BRONX RIVER ART CENTER opens curatorial initiative DIALECTS and its inaugural exhibition, Black Gold, featuring Tattfoo Tan (Gallery 1) & Abigail DeVille (Gallery 2)—opening on Friday, July 24, 2009 from 6 - 9pm.

Bronx, NY, July 1, 2009…. The Bronx River Art Center (BRAC) is pleased to open its 2009-10 gallery season with a new curatorial initiative entitled DIALECTS. Working under the umbrella of local and international dialogue, research, and collaboration, DIALECTS presents 4 sets of side-by-side solo exhibitions, 8 exhibitions total, that pair local Bronx artists with foreign-born, NY-based artists. The exhibitions will showcase the new work created from this process and will be overseen by BRAC’s Gallery Director & Curator José Ruiz.

Bronx artists Blanka Amezkua (Mixed-media), Vidal Centeno (Sculpture & Installation), Abigail DeVille (Painting), and Ronny Quevedo (Printmaking) will pair up with artists Shelly Bahl (India/Canada), Tattfoo Tan (Malaysia), Bjargey Olafsdottir (Iceland), and Dario Solman (Croatia). In order to further the definition of the “international” and “New York” artist, while simultaneously bridging cultures and ideologies, BRAC has invited artists who hail from countries that are currently underrepresented in the global art scene as a parallel response to the Bronx’s own position within the New York art community.

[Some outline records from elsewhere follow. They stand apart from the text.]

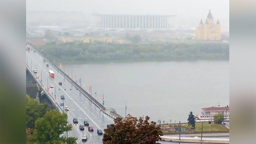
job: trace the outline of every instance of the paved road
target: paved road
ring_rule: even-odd
[[[65,106],[68,106],[69,108],[69,111],[67,112],[68,122],[73,124],[73,118],[76,118],[78,119],[78,124],[73,124],[72,130],[69,132],[69,136],[78,138],[77,142],[78,144],[102,143],[102,136],[97,134],[97,129],[103,131],[107,127],[107,124],[113,123],[113,119],[103,114],[93,103],[92,104],[89,100],[77,90],[50,63],[47,61],[44,62],[43,58],[38,53],[34,52],[33,50],[30,50],[27,51],[26,54],[28,67],[30,68],[32,66],[32,70],[36,68],[37,69],[37,74],[34,74],[36,75],[37,77],[39,77],[40,80],[42,73],[43,85],[45,88],[47,89],[47,87],[49,88],[49,93],[53,98],[55,97],[55,90],[56,90],[56,100],[59,105],[63,102],[60,99],[60,96],[65,96]],[[48,67],[46,66],[47,64],[49,64]],[[54,78],[49,76],[48,71],[49,70],[52,70],[55,73],[55,76]],[[62,82],[62,85],[59,84],[59,82]],[[53,88],[49,88],[50,84],[53,85]],[[61,107],[61,109],[63,109],[63,107]],[[90,125],[93,126],[94,129],[94,132],[89,132],[87,127],[85,128],[84,131],[79,130],[79,125],[83,125],[84,120],[89,121]],[[87,142],[82,142],[81,137],[84,134],[87,135],[88,140]]]

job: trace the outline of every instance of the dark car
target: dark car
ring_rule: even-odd
[[[64,95],[62,95],[60,96],[60,99],[61,100],[64,100],[65,99],[65,97],[64,97]]]
[[[78,124],[78,120],[76,118],[74,118],[73,119],[73,123],[74,124]]]
[[[80,130],[84,130],[84,125],[80,125],[79,126],[79,128],[80,129]]]
[[[88,130],[90,132],[93,131],[94,130],[93,130],[93,127],[92,127],[92,126],[89,126],[88,127]]]
[[[97,130],[97,133],[98,134],[98,135],[102,135],[103,134],[103,132],[102,132],[101,130]]]
[[[89,122],[87,121],[84,121],[84,125],[89,125]]]

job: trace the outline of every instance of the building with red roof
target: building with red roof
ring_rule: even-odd
[[[224,115],[225,120],[229,120],[229,107],[228,106],[221,107],[219,105],[217,107],[202,108],[200,114],[197,115],[196,117],[198,120],[212,121],[214,119],[214,116],[219,114]]]

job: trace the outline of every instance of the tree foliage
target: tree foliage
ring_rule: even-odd
[[[28,140],[29,137],[31,136],[33,130],[30,128],[26,128],[26,144],[29,144]]]
[[[36,120],[44,116],[48,106],[26,95],[26,127],[33,128]]]
[[[189,114],[188,115],[188,126],[191,125],[192,129],[194,129],[196,127],[196,118],[192,111],[190,112]]]
[[[220,124],[224,121],[224,115],[223,114],[217,114],[214,116],[214,123]]]
[[[104,144],[157,144],[163,135],[160,127],[153,121],[149,122],[147,116],[145,120],[130,115],[126,119],[117,118],[115,123],[104,130]]]
[[[225,43],[119,44],[93,43],[47,43],[39,48],[52,60],[95,62],[108,61],[228,60]]]
[[[43,117],[36,121],[33,134],[29,141],[34,144],[76,143],[77,138],[60,137],[64,132],[72,130],[72,125],[68,125],[67,114],[55,109],[47,111]]]

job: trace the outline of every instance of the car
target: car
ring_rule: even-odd
[[[88,130],[90,132],[94,130],[93,130],[93,127],[92,126],[89,126],[88,127]]]
[[[84,134],[84,136],[83,136],[82,138],[82,141],[84,140],[87,140],[87,135],[86,134]]]
[[[79,128],[80,129],[80,130],[84,130],[84,125],[80,125],[79,126]]]
[[[74,118],[73,119],[73,123],[74,124],[78,124],[78,120],[76,118]]]
[[[98,135],[102,135],[103,132],[101,130],[97,130],[97,133],[98,134]]]
[[[85,126],[89,125],[89,122],[87,121],[84,121],[84,125]]]

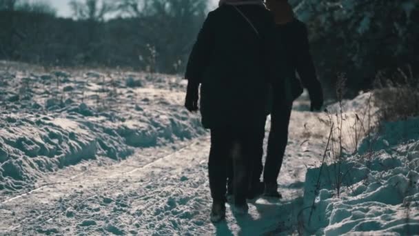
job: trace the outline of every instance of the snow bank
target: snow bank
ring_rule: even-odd
[[[360,154],[308,170],[303,212],[307,232],[419,233],[419,119],[385,127],[376,144],[362,148],[371,141],[364,140]]]
[[[198,117],[183,108],[180,78],[145,78],[0,68],[0,190],[83,160],[118,160],[205,132]]]

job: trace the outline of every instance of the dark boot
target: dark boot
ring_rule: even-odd
[[[263,195],[265,197],[283,198],[283,196],[278,192],[278,184],[265,184],[265,193]]]
[[[249,200],[256,199],[265,192],[265,184],[263,182],[256,182],[253,184],[249,189],[247,198]]]
[[[211,208],[210,220],[212,223],[218,223],[225,219],[225,204],[224,201],[214,201]]]

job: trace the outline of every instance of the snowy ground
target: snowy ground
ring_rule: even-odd
[[[356,167],[360,173],[349,183],[356,190],[349,193],[345,188],[338,198],[333,184],[323,181],[328,178],[323,173],[329,172],[322,172],[321,188],[315,188],[330,123],[336,118],[305,111],[308,103],[303,97],[292,115],[289,145],[278,179],[284,198],[250,202],[246,217],[232,215],[227,205],[227,221],[214,226],[209,221],[209,136],[201,128],[198,117],[183,108],[185,83],[179,78],[103,70],[45,72],[8,64],[8,68],[0,63],[1,101],[8,101],[1,105],[0,115],[0,235],[399,232],[391,228],[408,224],[398,215],[405,213],[407,205],[411,211],[409,215],[418,219],[413,204],[419,200],[416,188],[403,197],[389,198],[390,201],[381,197],[388,192],[376,191],[395,181],[405,186],[409,181],[403,179],[417,174],[419,170],[407,169],[418,166],[414,165],[419,159],[415,155],[419,139],[414,132],[405,139],[410,141],[401,144],[400,139],[382,136],[374,146],[376,157],[371,157],[371,164],[361,161],[359,155],[348,154],[343,166],[351,171]],[[21,88],[26,80],[31,81],[30,88]],[[365,117],[361,114],[367,110],[369,97],[367,93],[345,103],[343,143],[347,150],[358,146],[349,134],[353,122],[357,122],[356,115],[362,117],[360,120]],[[72,101],[65,102],[68,99]],[[336,112],[338,106],[328,110]],[[416,124],[412,121],[411,127]],[[391,157],[385,153],[389,147],[400,150],[394,153],[398,153],[399,161],[391,161],[394,153]],[[382,168],[386,161],[390,166]],[[373,171],[367,172],[367,168]],[[368,178],[362,179],[365,173]],[[380,177],[380,184],[370,176]],[[320,197],[316,198],[311,193],[314,192],[320,192]],[[374,193],[379,193],[380,197],[374,198],[378,194]],[[313,202],[318,206],[312,213],[315,219],[309,223],[307,207]],[[396,219],[397,224],[382,224]],[[366,221],[371,223],[359,226]]]

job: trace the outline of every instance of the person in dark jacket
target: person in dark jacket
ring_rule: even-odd
[[[260,158],[254,147],[263,136],[268,83],[278,79],[272,50],[274,27],[262,0],[221,1],[220,7],[209,13],[190,56],[185,106],[198,110],[201,85],[202,124],[211,130],[213,222],[225,216],[229,159],[234,166],[233,209],[238,213],[248,210],[246,194],[252,165]]]
[[[281,197],[278,192],[277,179],[283,164],[288,141],[288,126],[292,102],[303,92],[303,86],[308,90],[311,110],[321,109],[323,94],[309,52],[307,30],[305,25],[294,17],[287,0],[267,0],[268,8],[274,13],[277,44],[283,43],[278,53],[285,52],[287,58],[285,77],[286,97],[282,95],[283,83],[273,84],[273,101],[271,113],[271,130],[268,139],[267,153],[263,170],[265,195]],[[297,79],[296,72],[300,79]],[[280,79],[280,78],[278,78]],[[260,160],[260,162],[262,160]],[[259,177],[261,171],[255,175]]]

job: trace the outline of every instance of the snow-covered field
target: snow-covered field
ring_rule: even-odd
[[[227,204],[226,222],[212,224],[209,136],[183,108],[185,86],[163,75],[0,63],[0,235],[419,233],[419,120],[387,124],[371,145],[354,137],[376,111],[369,93],[344,102],[347,154],[321,170],[338,119],[306,111],[303,96],[278,179],[283,199],[249,202],[245,217]]]

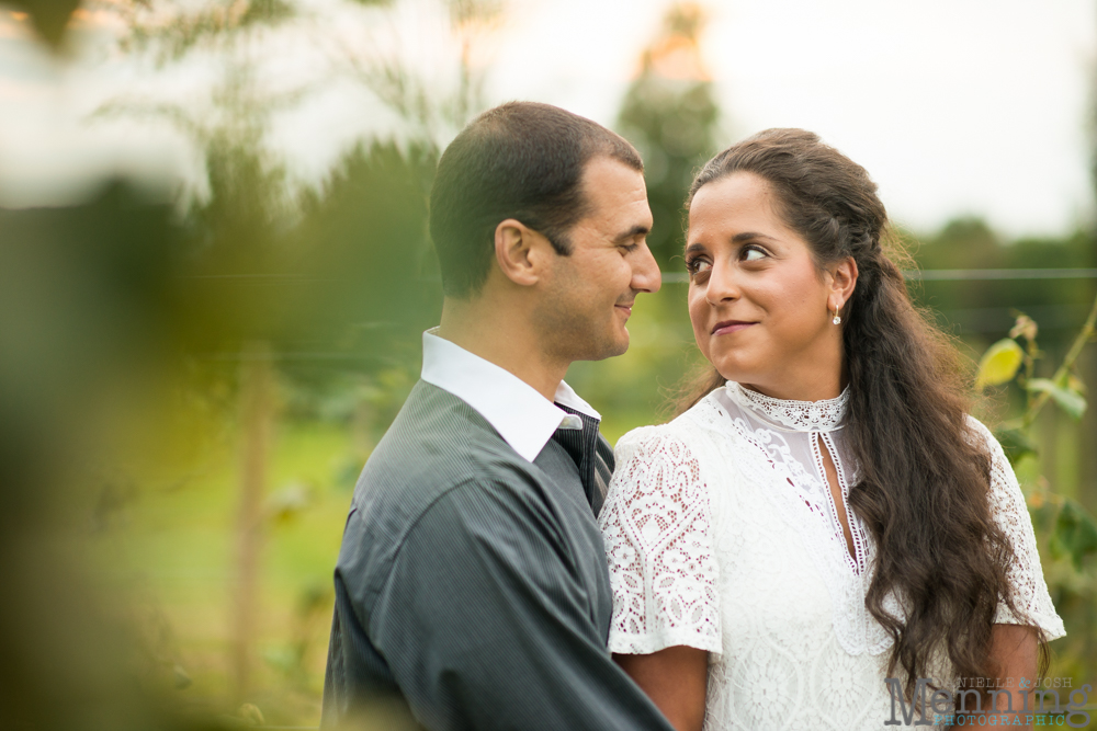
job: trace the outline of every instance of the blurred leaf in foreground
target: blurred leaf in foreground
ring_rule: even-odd
[[[1024,362],[1025,351],[1017,341],[1011,338],[999,340],[991,345],[980,359],[975,388],[1000,386],[1013,380]]]

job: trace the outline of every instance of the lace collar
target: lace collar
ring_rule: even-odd
[[[727,381],[727,393],[739,406],[796,432],[832,432],[841,429],[849,402],[849,387],[836,398],[823,401],[787,401]]]

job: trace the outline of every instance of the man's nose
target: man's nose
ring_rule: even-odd
[[[728,261],[715,261],[705,283],[704,298],[710,305],[719,305],[739,298],[738,271]]]
[[[655,263],[652,250],[644,243],[642,250],[636,252],[636,263],[632,270],[632,288],[636,292],[658,292],[663,286],[663,272]]]

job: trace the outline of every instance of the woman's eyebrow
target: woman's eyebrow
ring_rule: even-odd
[[[750,239],[769,239],[770,241],[777,241],[771,236],[766,236],[765,233],[756,233],[755,231],[744,231],[743,233],[736,233],[732,237],[732,243],[743,243],[744,241],[749,241]]]

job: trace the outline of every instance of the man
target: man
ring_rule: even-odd
[[[606,648],[613,456],[562,380],[627,349],[651,226],[635,149],[563,110],[505,104],[442,155],[442,321],[354,491],[323,726],[398,694],[429,729],[671,728]]]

Black Gold, the first exhibition in the series, extrapolates context from a term that carries diverse meanings and connotations. From glorified connections to oil drilling, to re-branded forms of jewelry, and even political forms of corruption, this ominous term allows Malaysian-born artist Tattfoo Tan and Bronx artist Abigail DeVille to bilaterally coalesce around themes of urbanity & nature, decay & environmental stewardship, and loss & congregation, to name a few. The exhibition, which features new, site-specific works in painting, sculpture, and installation, amidst subtle interventions and collaborations within each of the artists’ projects, will run from Friday, July 24 to Saturday, September 12, 2009.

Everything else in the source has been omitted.